LOAD DATA

Description

LOAD DATA statement loads the data into a table from the user specified directory or file. If a directory is specified then all the files from the directory are loaded. If a file is specified then only the single file is loaded. Additionally the LOAD DATA statement takes an optional partition specification. When a partition is specified, the data files (when input source is a directory) or the single file (when input source is a file) are loaded into the partition of the target table.

Syntax

LOAD DATA [ LOCAL ] INPATH path [ OVERWRITE ] INTO TABLE table_identifier [ partition_spec ]

Parameters

path
Path of the file system. It can be either an absolute or a relative path.
table_identifier
Specifies a table name, which may be optionally qualified with a database name.

Syntax: [ database_name. ] table_name
partition_spec
An optional parameter that specifies a comma separated list of key and value pairs for partitions.
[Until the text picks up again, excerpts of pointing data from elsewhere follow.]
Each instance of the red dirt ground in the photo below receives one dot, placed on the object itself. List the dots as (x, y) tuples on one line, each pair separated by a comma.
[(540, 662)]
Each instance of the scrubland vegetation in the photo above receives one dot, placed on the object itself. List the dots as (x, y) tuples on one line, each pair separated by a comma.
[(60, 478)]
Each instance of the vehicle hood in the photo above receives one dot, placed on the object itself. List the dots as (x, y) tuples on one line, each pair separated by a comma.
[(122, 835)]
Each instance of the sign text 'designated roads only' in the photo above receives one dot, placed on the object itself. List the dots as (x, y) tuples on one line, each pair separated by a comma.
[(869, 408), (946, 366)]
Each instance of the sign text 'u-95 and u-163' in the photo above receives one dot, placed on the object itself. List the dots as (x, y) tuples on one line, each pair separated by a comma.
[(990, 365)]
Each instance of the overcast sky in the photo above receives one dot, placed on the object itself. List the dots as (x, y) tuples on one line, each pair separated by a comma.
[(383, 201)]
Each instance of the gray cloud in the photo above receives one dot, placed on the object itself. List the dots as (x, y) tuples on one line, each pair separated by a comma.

Syntax: PARTITION ( partition_col_name = partition_col_val [ , ... ] )
LOCAL
If specified, it causes the INPATH to be resolved against the local file system, instead of the default file system, which is typically a distributed storage.
OVERWRITE
By default, new data is appended to the table. If OVERWRITE is used, the table is instead overwritten with new data.

Examples

 -- Example without partition specification.
 -- Assuming the students table has already been created and populated.
 SELECT * FROM students;

     + -------------- + ------------------------------ + -------------- +
     | name           | address                        | student_id     |
     + -------------- + ------------------------------ + -------------- +
     | Amy Smith      | 123 Park Ave, San Jose         | 111111         |
     + -------------- + ------------------------------ + -------------- +

 CREATE TABLE test_load (name VARCHAR(64), address VARCHAR(64), student_id INT);

 -- Assuming the students table is in '/user/hive/warehouse/'
 LOAD DATA LOCAL INPATH '/user/hive/warehouse/students' OVERWRITE INTO TABLE test_load;

 SELECT * FROM test_load;

     + -------------- + ------------------------------ + -------------- +
     | name           | address                        | student_id     |
     + -------------- + ------------------------------ + -------------- +
     | Amy Smith      | 123 Park Ave, San Jose         | 111111         |
     + -------------- + ------------------------------ + -------------- +

 -- Example with partition specification.
 CREATE TABLE test_partition (c1 INT, c2 INT, c3 INT) USING HIVE PARTITIONED BY (c2, c3);

 INSERT INTO test_partition PARTITION (c2 = 2, c3 = 3) VALUES (1);

 INSERT INTO test_partition PARTITION (c2 = 5, c3 = 6) VALUES (4);

 INSERT INTO test_partition PARTITION (c2 = 8, c3 = 9) VALUES (7);

 SELECT * FROM test_partition;

      + ------- + ------- + ----- +
      | c1      | c2      | c3    |
      + ------- + --------------- +
      | 1       | 2       | 3     |
      + ------- + ------- + ----- +
      | 4       | 5       | 6     |
      + ------- + ------- + ----- +
      | 7       | 8       | 9     |
      + ------- + ------- + ----- +

 CREATE TABLE test_load_partition (c1 INT, c2 INT, c3 INT) USING HIVE PARTITIONED BY (c2, c3);

 -- Assuming the test_partition table is in '/user/hive/warehouse/'
 LOAD DATA LOCAL INPATH '/user/hive/warehouse/test_partition/c2=2/c3=3'
     OVERWRITE INTO TABLE test_load_partition PARTITION (c2=2, c3=3);

 SELECT * FROM test_load_partition;

      + ------- + ------- + ----- +
      | c1      | c2      | c3    |
      + ------- + --------------- +
      | 1       | 2       | 3     |
      + ------- + ------- + ----- +